I had a day time full time job together with an online job which was still part time that moment. When I felt that I’m getting sickly and I did not like my team leader I decided to quit. I realized that I could have great money on my online job (when going full time) than with my day time job. Yes, I resigned and I focused on my online job. If you think that you can make more money on your sideline job, don’t hesitate to resign if that full time job is low compensated.
I’m right in the middle of this process, I’m working freelance on the side (takes tons of time!) but I’m not getting enough income yet to match my day job. I guess I’ll wait a little while longer and find maybe a new outlet or two for my video editing before putting in my 2 weeks.

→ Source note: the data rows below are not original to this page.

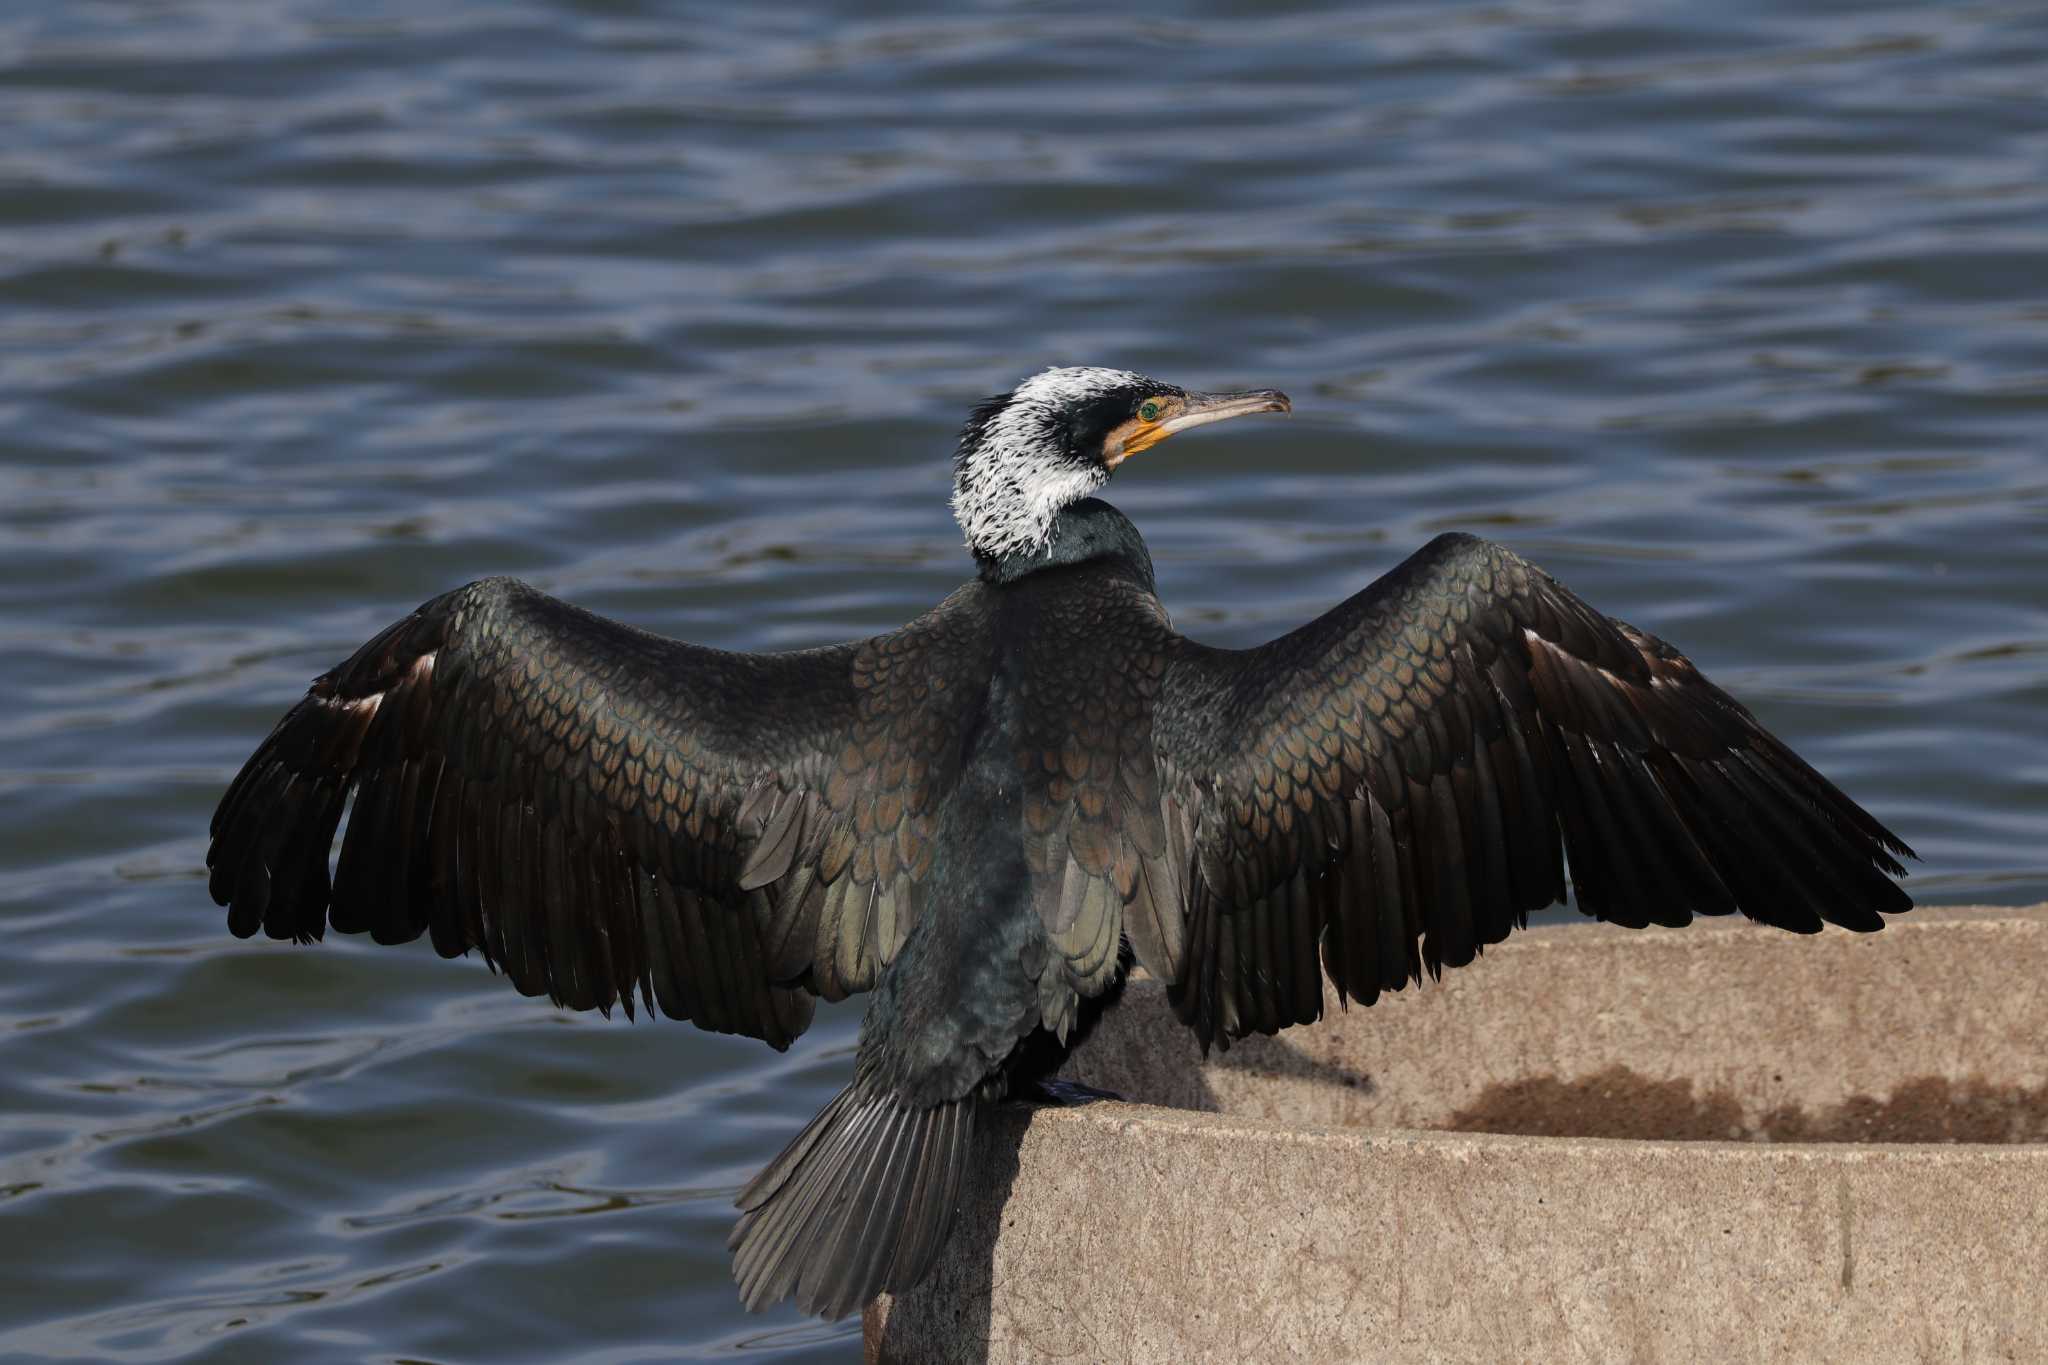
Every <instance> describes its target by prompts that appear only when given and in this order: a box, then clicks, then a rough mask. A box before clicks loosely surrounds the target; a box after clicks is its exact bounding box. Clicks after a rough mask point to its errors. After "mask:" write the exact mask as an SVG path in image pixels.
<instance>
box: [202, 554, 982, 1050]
mask: <svg viewBox="0 0 2048 1365" xmlns="http://www.w3.org/2000/svg"><path fill="white" fill-rule="evenodd" d="M979 591H981V587H979V583H975V585H969V587H963V589H961V591H956V593H954V596H952V598H948V600H946V602H942V604H940V606H938V608H934V610H932V612H928V614H926V616H922V618H918V620H915V622H911V624H907V626H903V628H901V630H895V632H891V634H883V636H874V639H870V641H856V643H848V645H834V647H827V649H813V651H799V653H784V655H745V653H725V651H715V649H705V647H696V645H684V643H680V641H670V639H662V636H655V634H647V632H645V630H635V628H631V626H621V624H616V622H610V620H604V618H600V616H592V614H590V612H584V610H580V608H573V606H569V604H565V602H557V600H553V598H547V596H545V593H539V591H535V589H532V587H526V585H524V583H518V581H512V579H483V581H477V583H471V585H467V587H459V589H455V591H451V593H444V596H440V598H434V600H432V602H428V604H426V606H422V608H420V610H418V612H414V614H412V616H408V618H406V620H401V622H397V624H393V626H389V628H387V630H383V632H381V634H377V639H373V641H371V643H367V645H365V647H362V649H358V651H356V653H354V655H352V657H350V659H348V661H346V663H342V665H340V667H336V669H332V671H328V673H324V675H319V677H317V679H313V686H311V690H309V692H307V696H305V698H303V700H301V702H299V704H297V706H293V708H291V712H287V714H285V718H283V720H281V722H279V724H276V729H274V731H270V737H268V739H266V741H264V743H262V747H260V749H256V753H254V755H252V757H250V761H248V763H246V765H244V767H242V774H240V776H238V778H236V782H233V786H231V788H229V790H227V794H225V796H223V798H221V804H219V808H217V810H215V814H213V829H211V833H213V845H211V847H209V851H207V866H209V868H211V870H213V874H211V882H209V888H211V892H213V898H215V900H217V902H219V905H225V907H227V925H229V929H233V933H238V935H242V937H248V935H252V933H256V929H258V927H260V929H264V931H266V933H268V935H270V937H291V939H299V941H311V939H317V937H322V933H324V929H326V925H328V923H332V925H334V927H336V929H340V931H344V933H360V931H365V929H367V931H369V933H371V935H373V937H375V939H377V941H379V943H399V941H408V939H414V937H418V935H420V933H430V935H432V941H434V948H436V950H438V952H440V954H442V956H457V954H461V952H467V950H469V948H477V950H481V952H483V956H485V960H487V962H489V964H492V966H494V968H498V970H504V972H506V974H508V976H510V978H512V984H516V986H518V988H520V990H522V993H526V995H549V997H551V999H553V1001H555V1003H559V1005H571V1007H575V1009H592V1007H596V1009H606V1011H608V1009H610V1005H612V1003H614V1001H616V1003H623V1005H625V1009H627V1011H629V1013H631V1011H633V993H635V990H639V995H641V1001H643V1003H647V1007H649V1009H653V1005H659V1007H662V1011H666V1013H668V1015H672V1017H676V1019H694V1021H696V1023H698V1025H700V1027H707V1029H715V1031H723V1033H748V1036H752V1038H762V1040H766V1042H770V1044H774V1046H776V1048H784V1046H788V1042H791V1040H793V1038H797V1036H799V1033H801V1031H803V1029H805V1027H807V1025H809V1021H811V1009H813V1003H811V997H813V995H821V997H825V999H842V997H844V995H848V993H854V990H866V988H868V986H872V984H874V978H877V974H879V970H881V966H883V964H887V962H889V960H891V958H893V956H895V952H897V948H899V945H901V943H903V935H905V933H907V931H909V925H911V923H913V921H915V917H918V909H920V886H922V882H924V878H926V874H928V872H930V868H932V827H934V823H936V819H938V804H940V802H942V800H944V796H946V792H948V790H950V788H952V782H954V778H956V772H958V761H961V751H963V733H965V729H967V726H969V724H971V720H973V714H975V708H977V706H979V704H981V698H983V692H985V681H987V671H989V649H987V624H985V614H983V612H979V610H975V602H973V596H975V593H979ZM350 796H354V806H352V808H350V814H348V831H346V837H344V841H342V853H340V862H338V866H336V872H334V880H332V884H330V880H328V853H330V849H332V845H334V831H336V825H338V823H340V819H342V810H344V806H348V800H350Z"/></svg>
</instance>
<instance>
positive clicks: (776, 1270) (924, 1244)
mask: <svg viewBox="0 0 2048 1365" xmlns="http://www.w3.org/2000/svg"><path fill="white" fill-rule="evenodd" d="M983 1103H985V1101H981V1099H979V1097H977V1095H967V1097H965V1099H956V1101H950V1103H942V1105H936V1107H932V1109H920V1107H913V1105H905V1103H903V1101H899V1099H897V1097H895V1095H891V1093H889V1091H887V1089H883V1087H881V1085H874V1083H872V1081H870V1078H866V1076H862V1078H856V1081H854V1085H850V1087H848V1089H844V1091H840V1095H838V1097H836V1099H834V1101H831V1103H829V1105H825V1107H823V1109H821V1111H819V1115H817V1117H815V1119H811V1121H809V1126H805V1130H803V1132H801V1134H797V1140H795V1142H791V1144H788V1146H786V1148H784V1150H782V1154H780V1156H776V1158H774V1160H772V1162H768V1164H766V1166H764V1169H762V1173H760V1175H758V1177H754V1181H752V1183H750V1185H748V1187H745V1189H743V1191H739V1199H737V1205H739V1209H741V1214H739V1222H737V1224H735V1226H733V1234H731V1238H729V1242H727V1244H729V1246H731V1250H733V1277H735V1279H737V1281H739V1297H741V1300H743V1302H745V1306H748V1310H750V1312H752V1310H760V1308H766V1306H768V1304H774V1302H776V1300H782V1297H788V1295H795V1297H797V1306H799V1308H801V1310H803V1312H807V1314H815V1316H819V1318H844V1316H846V1314H850V1312H854V1310H858V1308H860V1306H862V1304H866V1302H868V1300H872V1297H874V1295H877V1293H883V1291H893V1289H907V1287H911V1285H913V1283H918V1281H920V1279H924V1275H926V1271H930V1269H932V1261H936V1259H938V1248H940V1246H944V1242H946V1232H948V1230H950V1228H952V1212H954V1207H956V1205H958V1197H961V1179H963V1175H965V1173H967V1156H969V1152H971V1148H973V1136H975V1119H977V1113H979V1107H981V1105H983Z"/></svg>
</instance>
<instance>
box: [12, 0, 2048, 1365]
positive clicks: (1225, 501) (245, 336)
mask: <svg viewBox="0 0 2048 1365" xmlns="http://www.w3.org/2000/svg"><path fill="white" fill-rule="evenodd" d="M1792 10H1796V12H1792ZM2044 92H2048V10H2044V8H2042V6H2040V4H1939V6H1927V4H1847V2H1839V4H1808V6H1778V4H1761V2H1735V4H1731V2H1718V4H1704V2H1696V4H1671V6H1624V4H1616V2H1612V0H1591V2H1583V4H1565V2H1561V0H1559V2H1524V0H1507V2H1497V4H1440V2H1434V0H1430V2H1421V0H1417V2H1411V4H1384V6H1331V8H1311V6H1270V4H1251V2H1249V0H1239V2H1212V4H1198V6H1137V8H1135V10H1130V12H1120V14H1110V12H1108V10H1106V8H1102V6H1073V4H1030V6H1024V4H971V6H956V8H952V10H950V12H948V14H946V16H942V18H934V16H930V14H924V12H920V10H913V8H897V6H885V4H864V6H856V4H825V2H821V0H811V2H801V4H778V6H729V4H655V2H651V0H645V2H633V0H608V2H598V0H586V2H567V0H553V2H545V0H522V2H510V0H487V2H483V0H469V2H449V4H438V6H418V4H410V2H408V4H401V2H397V0H356V2H354V4H319V2H313V0H274V2H268V4H244V2H233V0H154V2H143V0H135V2H125V4H123V2H115V0H12V2H10V4H6V6H4V8H0V649H4V655H0V657H4V667H0V1357H6V1359H35V1357H74V1359H113V1361H160V1359H193V1361H328V1359H334V1361H399V1359H403V1361H569V1359H578V1361H606V1363H625V1361H649V1359H672V1357H729V1355H748V1357H762V1359H770V1357H772V1359H848V1357H852V1355H854V1353H856V1336H854V1330H856V1328H854V1324H840V1326H817V1324H809V1322H805V1320H801V1318H799V1316H797V1314H795V1312H791V1310H786V1308H784V1310H780V1312H774V1314H766V1316H760V1318H748V1316H745V1314H741V1312H739V1308H737V1297H735V1291H733V1287H731V1281H729V1273H727V1257H725V1248H723V1242H725V1230H727V1226H729V1220H731V1209H729V1197H731V1193H733V1189H735V1187H737V1185H739V1183H741V1181H743V1179H745V1177H748V1175H750V1173H752V1169H754V1166H756V1164H758V1162H760V1160H764V1158H766V1156H768V1154H772V1152H774V1150H776V1148H778V1146H780V1144H782V1142H784V1140H786V1138H788V1134H791V1132H793V1130H795V1126H797V1124H801V1121H803V1119H805V1117H807V1115H809V1113H811V1111H813V1109H815V1107H817V1105H819V1103H823V1099H825V1097H827V1095H829V1093H831V1091H834V1089H838V1085H840V1083H842V1078H844V1074H846V1072H848V1058H850V1046H852V1038H854V1027H856V1021H858V1009H856V1007H852V1009H848V1007H842V1009H838V1011H825V1013H823V1015H821V1019H819V1025H817V1027H815V1029H813V1031H811V1033H809V1036H807V1038H805V1040H803V1042H801V1044H799V1046H797V1048H795V1050H793V1052H788V1054H786V1056H778V1054H774V1052H770V1050H766V1048H764V1046H760V1044H752V1042H743V1040H729V1038H713V1036H707V1033H698V1031H694V1029H690V1027H686V1025H676V1023H668V1021H662V1023H647V1021H641V1023H637V1025H629V1023H625V1021H623V1019H618V1021H610V1023H606V1021H602V1019H596V1017H582V1015H567V1013H557V1011H553V1009H549V1007H547V1005H545V1003H543V1001H526V999H520V997H516V995H514V993H512V990H510V988H506V986H504V982H500V980H494V978H492V976H489V974H487V972H485V970H483V966H481V964H479V962H457V964H451V962H440V960H438V958H434V954H432V950H430V948H428V945H426V943H416V945H412V948H408V950H379V948H371V945H367V943H356V941H330V943H326V945H322V948H317V950H295V948H289V945H276V943H268V941H262V939H256V941H250V943H240V941H236V939H231V937H227V931H225V923H223V915H221V913H219V911H217V909H215V907H213V905H211V902H209V898H207V892H205V882H203V868H201V860H203V851H205V827H207V817H209V812H211V808H213V802H215V800H217V798H219V794H221V788H223V784H225V782H227V778H229V776H231V774H233V772H236V767H238V765H240V761H242V759H244V757H246V755H248V751H250V749H252V747H254V745H256V741H258V739H262V735H264V733H266V729H268V726H270V722H272V720H274V718H276V716H279V714H281V712H283V710H285V706H289V704H291V700H293V698H295V696H297V694H299V692H301V690H303V686H305V681H307V679H309V677H311V675H313V673H317V671H322V669H326V667H328V665H330V663H334V661H336V659H340V657H344V655H346V653H348V651H350V649H352V647H354V645H356V643H360V641H362V639H367V636H369V634H371V632H373V630H375V628H379V626H383V624H385V622H389V620H393V618H397V616H401V614H403V612H408V610H410V608H412V606H416V604H418V602H422V600H424V598H430V596H434V593H438V591H442V589H446V587H451V585H457V583H461V581H467V579H473V577H479V575H485V573H516V575H520V577H526V579H530V581H535V583H539V585H541V587H545V589H549V591H555V593H561V596H567V598H573V600H575V602H582V604H584V606H590V608H594V610H600V612H606V614H612V616H618V618H627V620H633V622H637V624H643V626H651V628H657V630H666V632H672V634H682V636H690V639H696V641H707V643H715V645H727V647H741V649H782V647H799V645H815V643H827V641H838V639H844V636H852V634H868V632H874V630H883V628H889V626H893V624H897V622H901V620H903V618H907V616H911V614H915V612H918V610H922V608H924V606H928V604H930V602H934V600H938V598H940V596H942V593H946V591H948V589H950V587H952V585H954V583H956V581H961V579H963V577H965V575H967V571H969V565H967V559H965V555H963V551H961V546H958V534H956V530H954V526H952V522H950V518H948V512H946V491H948V485H946V479H948V454H950V440H952V432H954V428H956V426H958V420H961V417H963V413H965V409H967V405H969V403H971V401H973V399H977V397H981V395H985V393H989V391H997V389H1001V387H1008V385H1010V383H1012V381H1014V379H1016V377H1020V375H1024V372H1030V370H1036V368H1040V366H1044V364H1053V362H1106V364H1122V366H1135V368H1143V370H1149V372H1155V375H1159V377H1163V379H1171V381H1178V383H1186V385H1192V387H1239V385H1274V387H1282V389H1286V391H1288V393H1292V395H1294V403H1296V415H1294V417H1292V420H1290V422H1278V420H1262V422H1245V424H1233V426H1227V428H1219V430H1214V432H1204V434H1200V436H1190V438H1184V440H1180V442H1174V444H1171V446H1167V448H1161V450H1159V452H1155V454H1151V456H1147V458H1143V460H1135V463H1133V465H1130V467H1128V469H1126V471H1124V475H1120V477H1118V481H1116V485H1114V487H1112V491H1110V495H1112V497H1114V499H1116V501H1118V503H1120V505H1122V508H1124V510H1126V512H1128V514H1133V516H1135V520H1137V522H1139V524H1141V526H1143V528H1145V534H1147V536H1149V540H1151V546H1153V553H1155V557H1157V561H1159V577H1161V591H1163V598H1165V600H1167V606H1169V608H1171V610H1174V612H1176V616H1178V620H1180V624H1182V628H1184V630H1190V632H1192V634H1198V636H1202V639H1208V641H1214V643H1251V641H1260V639H1266V636H1268V634H1274V632H1278V630H1282V628H1286V626H1292V624H1296V622H1298V620H1305V618H1307V616H1311V614H1315V612H1319V610H1323V608H1325V606H1329V604H1333V602H1337V600H1339V598H1343V596H1348V593H1350V591H1354V589H1356V587H1360V585H1364V583H1366V581H1370V579H1372V577H1374V575H1376V573H1380V571H1384V569H1386V567H1391V565H1393V563H1397V561H1399V559H1401V557H1403V555H1405V553H1409V551H1411V548H1413V546H1417V544H1419V542H1421V540H1425V538H1427V536H1430V534H1434V532H1438V530H1442V528H1470V530H1479V532H1483V534H1489V536H1495V538H1499V540H1505V542H1507V544H1511V546H1516V548H1518V551H1522V553H1526V555H1530V557H1532V559H1536V561H1538V563H1542V565H1544V567H1548V569H1550V571H1554V573H1556V575H1559V577H1563V579H1565V581H1567V583H1571V585H1573V587H1577V589H1579V591H1581V593H1583V596H1587V598H1589V600H1591V602H1593V604H1597V606H1602V608H1604V610H1608V612H1612V614H1618V616H1624V618H1628V620H1634V622H1636V624H1640V626H1645V628H1651V630H1657V632H1659V634H1665V636H1667V639H1671V641H1675V643H1677V645H1679V647H1681V649H1686V651H1688V653H1692V657H1694V659H1696V661H1698V663H1700V665H1702V667H1704V669H1706V671H1708V673H1710V675H1714V677H1716V679H1718V681H1720V684H1724V686H1729V688H1731V690H1733V692H1737V694H1739V696H1741V698H1745V700H1747V702H1749V704H1751V706H1753V708H1755V710H1757V712H1759V714H1761V716H1763V720H1765V722H1767V724H1772V726H1774V729H1776V731H1780V733H1782V735H1784V737H1786V739H1790V741H1792V743H1794V745H1796V747H1798V749H1800V751H1802V753H1804V755H1806V757H1810V759H1812V761H1815V763H1817V765H1819V767H1823V769H1825V772H1829V774H1831V776H1833V778H1835V780H1837V782H1839V784H1841V786H1845V788H1847V790H1849V792H1851V794H1855V796H1858V798H1860V800H1862V802H1866V804H1868V806H1870V808H1872V810H1874V812H1876V814H1878V817H1880V819H1884V821H1886V823H1890V825H1892V827H1894V829H1896V831H1898V833H1901V835H1905V837H1907V839H1909V841H1911V843H1913V845H1917V849H1919V851H1921V855H1923V862H1921V864H1919V868H1917V872H1915V878H1913V882H1911V886H1913V890H1915V894H1919V896H1921V898H1923V900H1927V902H1966V900H1968V902H1976V900H1997V902H2015V905H2017V902H2034V900H2042V898H2048V174H2044V168H2048V96H2044ZM1509 952H1511V948H1509Z"/></svg>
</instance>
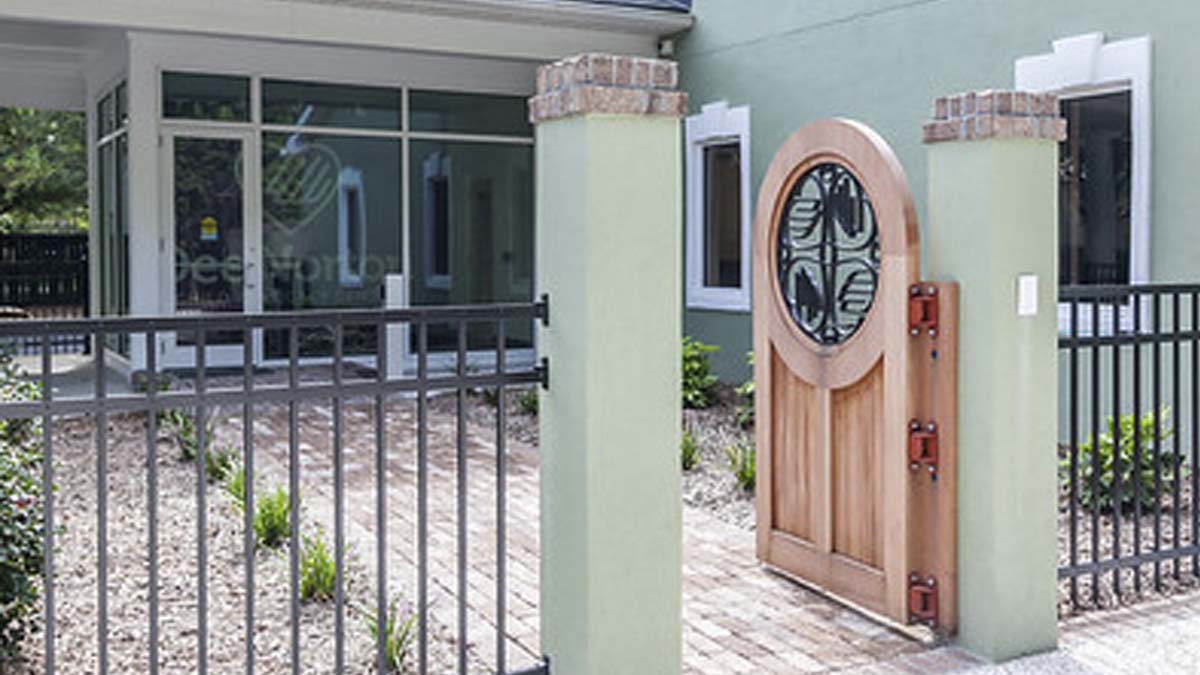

You know it’s time to quite and go freelance when your boss begins pawing at you relentlessly and cooking up schemes to get you to go on business trips with him that have nothing to do with your expertise (that, among other things).
I work for an amazing charity for children who have had the most dreadful lives. It offers advice and counselling – and I work co-ordinating the ‘drop-in’ – its the most emotionally draining and underpaid work I have ever done. I have nightmares about the kids and am exhausted when I get home to my 4 year old. I am also an artist and photographer with great business ideas – and when I do get a freelance job, 2 days covers two weeks worth of salary for my day job. But, I am petrified of giving up regular money, especially in this climate. … My husband is so behind me giving it up as he sees how it effects me (lots of tears) … And although I am scared, I will do it. If there is one thing I have learned in life, its that whenever I have been brave, life is enhanced… and if it all goes wrong, I will get a temp job to pay the bills. Good luck everyone and thanks for your posts.
Your story is touching and powerful. You’re doing a great job by supporting those kids. And in that you should feel proud about yourself.
Hope it will be easy for you from here on.